Uber was the kiss of death to our industry in 2014. For sure it has changed some things. Airport operators have been hit by a switch to Uber and its competitors, but even this is conditional.
People understand the trade-off between Uber and parking costs. They continue to park for short trips and switch to Uber only when the Uber fees are less than the long-term parking charge, plus the vehicle operating costs.
Another message that is becoming clearer is that, far from reducing traffic, TNCs, as I must learn to call them, add massively to congestion as unoccupied vehicles cruise waiting for a customer.
I also understand that in reality, far from being a low-cost alternative to the taxi, on average Uber users pay just 41 percent of the true cost of their journeys!
Now as a start-up, a loss leader is fine, but this cannot be a long-term sustainable business model. So, adding massively to the congestion that they claim to reduce, being sold for less than half the cost price, I don’t see that the concept has a long-term future, at least not in the present format.

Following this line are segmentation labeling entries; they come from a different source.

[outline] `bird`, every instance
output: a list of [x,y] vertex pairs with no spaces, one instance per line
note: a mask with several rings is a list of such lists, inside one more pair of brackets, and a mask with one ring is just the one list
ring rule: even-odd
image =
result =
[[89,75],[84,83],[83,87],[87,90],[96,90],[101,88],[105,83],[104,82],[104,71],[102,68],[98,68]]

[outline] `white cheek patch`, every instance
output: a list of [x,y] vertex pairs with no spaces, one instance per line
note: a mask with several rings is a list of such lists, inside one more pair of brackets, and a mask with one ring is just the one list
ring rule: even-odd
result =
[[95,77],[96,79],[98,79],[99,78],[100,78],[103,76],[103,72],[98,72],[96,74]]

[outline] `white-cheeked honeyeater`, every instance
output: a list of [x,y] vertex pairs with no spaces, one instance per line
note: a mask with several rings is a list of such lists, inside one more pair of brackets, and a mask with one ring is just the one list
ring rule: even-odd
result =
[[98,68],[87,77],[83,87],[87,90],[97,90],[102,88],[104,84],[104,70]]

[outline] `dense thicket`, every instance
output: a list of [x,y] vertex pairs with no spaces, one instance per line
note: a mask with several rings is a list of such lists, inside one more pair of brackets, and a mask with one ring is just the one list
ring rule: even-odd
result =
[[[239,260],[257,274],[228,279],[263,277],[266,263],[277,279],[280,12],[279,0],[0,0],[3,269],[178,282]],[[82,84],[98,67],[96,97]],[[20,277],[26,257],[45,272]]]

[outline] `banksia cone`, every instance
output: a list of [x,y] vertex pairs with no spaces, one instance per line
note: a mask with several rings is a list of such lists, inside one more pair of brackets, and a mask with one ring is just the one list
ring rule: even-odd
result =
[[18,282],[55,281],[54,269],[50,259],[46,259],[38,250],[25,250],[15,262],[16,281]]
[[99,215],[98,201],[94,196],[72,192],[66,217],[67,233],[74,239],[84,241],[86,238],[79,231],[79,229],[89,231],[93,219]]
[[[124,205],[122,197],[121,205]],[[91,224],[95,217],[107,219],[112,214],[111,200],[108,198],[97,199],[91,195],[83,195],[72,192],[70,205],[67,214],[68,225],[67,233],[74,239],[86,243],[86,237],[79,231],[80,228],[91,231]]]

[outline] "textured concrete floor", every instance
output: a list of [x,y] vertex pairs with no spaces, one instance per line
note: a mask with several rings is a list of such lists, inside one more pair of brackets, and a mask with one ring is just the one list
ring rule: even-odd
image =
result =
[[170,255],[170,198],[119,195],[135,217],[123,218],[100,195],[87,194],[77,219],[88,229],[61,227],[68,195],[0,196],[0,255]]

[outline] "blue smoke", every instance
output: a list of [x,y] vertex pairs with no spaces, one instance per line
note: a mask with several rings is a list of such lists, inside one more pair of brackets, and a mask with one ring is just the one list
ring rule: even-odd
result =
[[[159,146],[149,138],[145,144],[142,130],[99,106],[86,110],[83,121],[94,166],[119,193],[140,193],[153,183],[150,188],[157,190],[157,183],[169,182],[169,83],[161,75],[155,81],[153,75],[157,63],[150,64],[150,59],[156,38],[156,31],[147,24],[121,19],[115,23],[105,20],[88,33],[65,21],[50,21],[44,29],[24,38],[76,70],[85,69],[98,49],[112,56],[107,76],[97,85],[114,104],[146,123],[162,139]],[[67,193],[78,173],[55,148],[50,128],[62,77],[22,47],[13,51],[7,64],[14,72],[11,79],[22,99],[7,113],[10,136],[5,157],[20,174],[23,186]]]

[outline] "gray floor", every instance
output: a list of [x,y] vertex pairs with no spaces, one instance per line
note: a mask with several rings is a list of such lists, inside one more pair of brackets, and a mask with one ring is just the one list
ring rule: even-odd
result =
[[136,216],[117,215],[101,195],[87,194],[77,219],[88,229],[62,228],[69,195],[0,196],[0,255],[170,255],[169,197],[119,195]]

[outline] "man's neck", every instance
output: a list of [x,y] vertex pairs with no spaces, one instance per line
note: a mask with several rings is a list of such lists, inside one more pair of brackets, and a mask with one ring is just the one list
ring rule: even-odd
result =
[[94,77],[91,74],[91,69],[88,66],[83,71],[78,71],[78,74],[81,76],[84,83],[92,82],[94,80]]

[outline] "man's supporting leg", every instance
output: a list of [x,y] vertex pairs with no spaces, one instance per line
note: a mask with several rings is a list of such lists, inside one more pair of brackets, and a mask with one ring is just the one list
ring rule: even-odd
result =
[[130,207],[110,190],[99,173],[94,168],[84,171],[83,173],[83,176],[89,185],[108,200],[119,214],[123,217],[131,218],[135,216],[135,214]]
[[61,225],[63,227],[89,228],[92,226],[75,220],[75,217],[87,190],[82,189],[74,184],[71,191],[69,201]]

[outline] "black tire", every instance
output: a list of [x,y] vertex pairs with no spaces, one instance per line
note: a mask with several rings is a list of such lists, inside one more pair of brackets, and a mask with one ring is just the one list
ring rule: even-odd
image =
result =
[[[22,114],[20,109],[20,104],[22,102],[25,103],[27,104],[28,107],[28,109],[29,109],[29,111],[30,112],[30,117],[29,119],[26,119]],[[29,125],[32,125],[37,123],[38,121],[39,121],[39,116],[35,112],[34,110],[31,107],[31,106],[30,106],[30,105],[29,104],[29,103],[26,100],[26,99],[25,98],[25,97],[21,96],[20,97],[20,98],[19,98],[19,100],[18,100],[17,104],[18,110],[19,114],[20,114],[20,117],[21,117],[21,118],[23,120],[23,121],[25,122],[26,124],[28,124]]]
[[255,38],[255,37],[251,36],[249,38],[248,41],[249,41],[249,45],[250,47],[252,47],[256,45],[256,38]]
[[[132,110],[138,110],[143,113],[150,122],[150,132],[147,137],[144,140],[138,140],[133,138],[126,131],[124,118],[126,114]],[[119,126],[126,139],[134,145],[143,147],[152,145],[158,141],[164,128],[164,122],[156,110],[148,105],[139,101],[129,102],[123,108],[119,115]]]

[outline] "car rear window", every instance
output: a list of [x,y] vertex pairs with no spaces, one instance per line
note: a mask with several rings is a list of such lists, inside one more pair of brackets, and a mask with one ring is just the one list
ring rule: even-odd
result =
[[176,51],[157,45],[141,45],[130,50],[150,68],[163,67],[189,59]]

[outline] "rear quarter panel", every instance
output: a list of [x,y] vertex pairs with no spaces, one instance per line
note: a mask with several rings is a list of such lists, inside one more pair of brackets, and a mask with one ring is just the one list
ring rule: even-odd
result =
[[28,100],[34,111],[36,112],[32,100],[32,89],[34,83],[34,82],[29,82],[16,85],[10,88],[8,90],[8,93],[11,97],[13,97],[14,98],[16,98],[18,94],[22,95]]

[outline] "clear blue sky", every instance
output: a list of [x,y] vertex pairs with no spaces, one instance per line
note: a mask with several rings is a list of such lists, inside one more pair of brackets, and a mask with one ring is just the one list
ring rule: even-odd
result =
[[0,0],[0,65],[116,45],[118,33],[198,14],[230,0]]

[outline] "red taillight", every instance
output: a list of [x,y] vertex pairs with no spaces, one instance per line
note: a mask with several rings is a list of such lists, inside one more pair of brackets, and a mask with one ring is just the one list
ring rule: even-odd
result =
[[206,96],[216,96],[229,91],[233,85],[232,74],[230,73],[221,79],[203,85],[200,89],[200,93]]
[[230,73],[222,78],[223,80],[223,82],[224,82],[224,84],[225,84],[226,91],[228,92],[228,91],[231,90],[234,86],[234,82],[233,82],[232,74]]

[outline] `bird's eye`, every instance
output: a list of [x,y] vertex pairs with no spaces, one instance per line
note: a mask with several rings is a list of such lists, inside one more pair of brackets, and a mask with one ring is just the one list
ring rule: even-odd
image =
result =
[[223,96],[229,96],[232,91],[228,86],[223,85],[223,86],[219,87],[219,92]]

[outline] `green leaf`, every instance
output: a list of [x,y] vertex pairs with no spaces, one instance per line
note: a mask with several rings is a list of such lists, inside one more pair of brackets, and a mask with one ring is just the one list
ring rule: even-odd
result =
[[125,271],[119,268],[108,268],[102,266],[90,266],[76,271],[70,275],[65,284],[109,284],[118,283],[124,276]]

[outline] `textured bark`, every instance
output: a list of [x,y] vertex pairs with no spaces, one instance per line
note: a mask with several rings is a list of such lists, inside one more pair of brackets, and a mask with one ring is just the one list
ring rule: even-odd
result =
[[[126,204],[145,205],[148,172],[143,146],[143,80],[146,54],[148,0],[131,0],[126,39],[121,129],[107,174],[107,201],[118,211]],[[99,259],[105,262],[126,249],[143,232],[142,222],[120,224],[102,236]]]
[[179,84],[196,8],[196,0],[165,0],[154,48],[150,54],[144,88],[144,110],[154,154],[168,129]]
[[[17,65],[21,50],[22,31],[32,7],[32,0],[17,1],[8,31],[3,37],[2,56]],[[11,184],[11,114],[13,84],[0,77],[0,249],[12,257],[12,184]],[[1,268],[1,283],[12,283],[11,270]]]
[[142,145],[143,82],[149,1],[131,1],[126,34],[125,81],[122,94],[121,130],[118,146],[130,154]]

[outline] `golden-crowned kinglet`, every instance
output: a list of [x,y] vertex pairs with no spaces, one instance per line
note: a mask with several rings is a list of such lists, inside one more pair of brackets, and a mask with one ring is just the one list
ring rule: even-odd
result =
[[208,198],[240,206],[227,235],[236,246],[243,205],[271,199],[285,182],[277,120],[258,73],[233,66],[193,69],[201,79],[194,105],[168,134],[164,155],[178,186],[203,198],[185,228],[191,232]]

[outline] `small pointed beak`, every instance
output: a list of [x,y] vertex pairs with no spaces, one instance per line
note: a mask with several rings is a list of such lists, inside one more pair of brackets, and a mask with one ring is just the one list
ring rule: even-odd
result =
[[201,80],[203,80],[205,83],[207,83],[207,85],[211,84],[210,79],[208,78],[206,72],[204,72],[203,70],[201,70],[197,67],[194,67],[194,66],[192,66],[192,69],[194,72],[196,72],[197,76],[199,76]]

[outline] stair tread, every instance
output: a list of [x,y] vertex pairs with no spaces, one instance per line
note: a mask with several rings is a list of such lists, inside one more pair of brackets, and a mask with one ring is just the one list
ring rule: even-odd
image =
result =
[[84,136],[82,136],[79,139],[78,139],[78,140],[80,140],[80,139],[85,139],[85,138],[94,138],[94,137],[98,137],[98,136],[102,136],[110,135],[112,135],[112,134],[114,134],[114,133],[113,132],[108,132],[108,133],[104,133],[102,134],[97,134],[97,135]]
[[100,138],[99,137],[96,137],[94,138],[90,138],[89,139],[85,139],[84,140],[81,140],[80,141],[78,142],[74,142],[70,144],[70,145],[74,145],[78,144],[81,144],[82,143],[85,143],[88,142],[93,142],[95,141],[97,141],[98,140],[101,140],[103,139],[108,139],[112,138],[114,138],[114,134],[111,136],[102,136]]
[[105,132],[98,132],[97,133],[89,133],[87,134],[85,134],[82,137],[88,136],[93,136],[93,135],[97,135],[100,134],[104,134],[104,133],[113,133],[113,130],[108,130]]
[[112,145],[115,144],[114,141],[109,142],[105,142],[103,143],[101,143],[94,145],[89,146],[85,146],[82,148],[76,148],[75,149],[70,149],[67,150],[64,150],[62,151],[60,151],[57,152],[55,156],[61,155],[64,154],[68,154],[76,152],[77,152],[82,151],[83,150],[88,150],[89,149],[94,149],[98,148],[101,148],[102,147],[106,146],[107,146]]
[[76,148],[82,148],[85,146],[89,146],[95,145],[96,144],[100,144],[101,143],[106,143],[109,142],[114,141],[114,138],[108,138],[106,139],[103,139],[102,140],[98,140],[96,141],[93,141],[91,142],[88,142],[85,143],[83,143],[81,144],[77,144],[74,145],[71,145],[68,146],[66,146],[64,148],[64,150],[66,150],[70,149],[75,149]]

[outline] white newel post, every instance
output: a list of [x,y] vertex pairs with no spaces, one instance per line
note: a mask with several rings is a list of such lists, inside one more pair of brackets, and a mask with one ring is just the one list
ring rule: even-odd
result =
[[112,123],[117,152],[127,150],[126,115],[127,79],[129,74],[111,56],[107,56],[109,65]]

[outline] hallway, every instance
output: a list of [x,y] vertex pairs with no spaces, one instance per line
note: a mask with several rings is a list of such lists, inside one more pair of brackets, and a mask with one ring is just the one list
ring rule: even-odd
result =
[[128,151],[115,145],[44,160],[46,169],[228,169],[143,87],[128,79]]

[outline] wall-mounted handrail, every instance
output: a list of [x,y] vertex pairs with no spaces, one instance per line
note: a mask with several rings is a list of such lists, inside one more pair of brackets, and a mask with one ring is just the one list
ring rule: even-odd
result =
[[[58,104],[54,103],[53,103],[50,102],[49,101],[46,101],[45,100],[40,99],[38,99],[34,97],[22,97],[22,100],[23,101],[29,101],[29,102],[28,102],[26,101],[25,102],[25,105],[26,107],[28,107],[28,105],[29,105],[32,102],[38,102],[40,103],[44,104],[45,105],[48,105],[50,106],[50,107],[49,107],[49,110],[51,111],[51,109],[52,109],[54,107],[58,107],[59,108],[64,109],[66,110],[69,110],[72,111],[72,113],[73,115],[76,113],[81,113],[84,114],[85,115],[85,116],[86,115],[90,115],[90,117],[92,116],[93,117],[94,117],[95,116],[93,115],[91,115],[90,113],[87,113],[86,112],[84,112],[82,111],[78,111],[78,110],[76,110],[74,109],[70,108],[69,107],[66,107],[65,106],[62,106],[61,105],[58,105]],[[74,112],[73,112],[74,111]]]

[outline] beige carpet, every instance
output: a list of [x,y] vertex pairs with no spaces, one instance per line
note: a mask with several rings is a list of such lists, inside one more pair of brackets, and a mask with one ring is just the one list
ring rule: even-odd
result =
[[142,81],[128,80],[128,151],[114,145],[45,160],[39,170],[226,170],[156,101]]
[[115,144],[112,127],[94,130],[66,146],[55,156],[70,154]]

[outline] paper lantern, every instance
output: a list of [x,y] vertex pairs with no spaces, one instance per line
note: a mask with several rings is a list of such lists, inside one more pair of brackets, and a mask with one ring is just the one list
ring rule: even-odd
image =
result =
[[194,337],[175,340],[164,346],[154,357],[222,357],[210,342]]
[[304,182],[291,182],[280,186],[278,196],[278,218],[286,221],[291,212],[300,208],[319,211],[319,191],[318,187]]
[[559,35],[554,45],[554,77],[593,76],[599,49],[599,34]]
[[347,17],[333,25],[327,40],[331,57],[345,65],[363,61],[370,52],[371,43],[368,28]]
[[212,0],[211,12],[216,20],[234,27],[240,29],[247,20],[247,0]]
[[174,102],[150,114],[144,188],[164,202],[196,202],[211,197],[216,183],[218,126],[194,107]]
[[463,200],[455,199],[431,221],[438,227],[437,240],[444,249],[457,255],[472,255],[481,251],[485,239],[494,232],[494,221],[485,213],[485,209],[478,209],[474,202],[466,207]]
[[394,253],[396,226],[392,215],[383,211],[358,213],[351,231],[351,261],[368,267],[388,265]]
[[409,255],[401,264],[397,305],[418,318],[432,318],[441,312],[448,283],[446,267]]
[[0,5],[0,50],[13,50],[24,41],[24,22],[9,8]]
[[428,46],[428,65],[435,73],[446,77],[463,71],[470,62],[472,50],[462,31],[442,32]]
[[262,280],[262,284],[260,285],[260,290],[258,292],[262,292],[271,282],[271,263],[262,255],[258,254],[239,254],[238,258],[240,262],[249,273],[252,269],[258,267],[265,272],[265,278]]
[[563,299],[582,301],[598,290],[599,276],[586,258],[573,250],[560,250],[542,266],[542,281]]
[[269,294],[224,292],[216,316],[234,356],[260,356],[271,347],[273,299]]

Autonomous vehicles were headline news last time I was there, but they didn’t even rate a mention this time round. I am a fan of the concept, but many of the proponents of the idea seem to simply see AVs as a clever, and safer, way of moving.
They really haven’t thought through the down time issues through. I believe that about 85 percent of people in the U.S.A.’s biggest cities drive to work. For sure, if vehicles are a common asset, and that’s a big if, then some of these vehicles will be reused during the day, but most will park.
The only impact that I can see is that there may be some benefit because AV storage will require less space meaning that we can sell more slots in a given footprint.
Shoup Shape
And finally, Professor Shoup. Four years ago, he was a super star, the New Messiah saying the unsayable and giving the whole industry a massive and overdue shake up.
I have always felt that Donald’s most important message has largely been ignored. He showed, beyond reasonable doubt that the trip generation data that was being used nationwide to demand large amounts of parking at new developments was, to be polite, unsustainable pseudo-science; or to be blunt, bullshit.
However, instead of a public outcry about this we seem to have got hung up on his theories about curb parking vacancy rates and the like. Shoup quite correctly criticizes the ITE for projecting national parking requirements from too few data points and then repeats the same mistake himself for espousing universal truths, based on observations in one neighbourhood in LA and the lot outside his office window.
This has upset quite a few people and “fixing the resultant mess” (not my words) seems to be creating a whole new area of work for some of those at Temecula.
NPA, very interesting. Walking the show floor, it seemed as much a software trade show as selling parking hardware. John Van Horn made a very valid point (it had to happen), thinking aloud he wondered just how many of the 55 first time exhibitors would be around in 12 months? I have had similar thoughts about shows in the UK, and the answer is not many.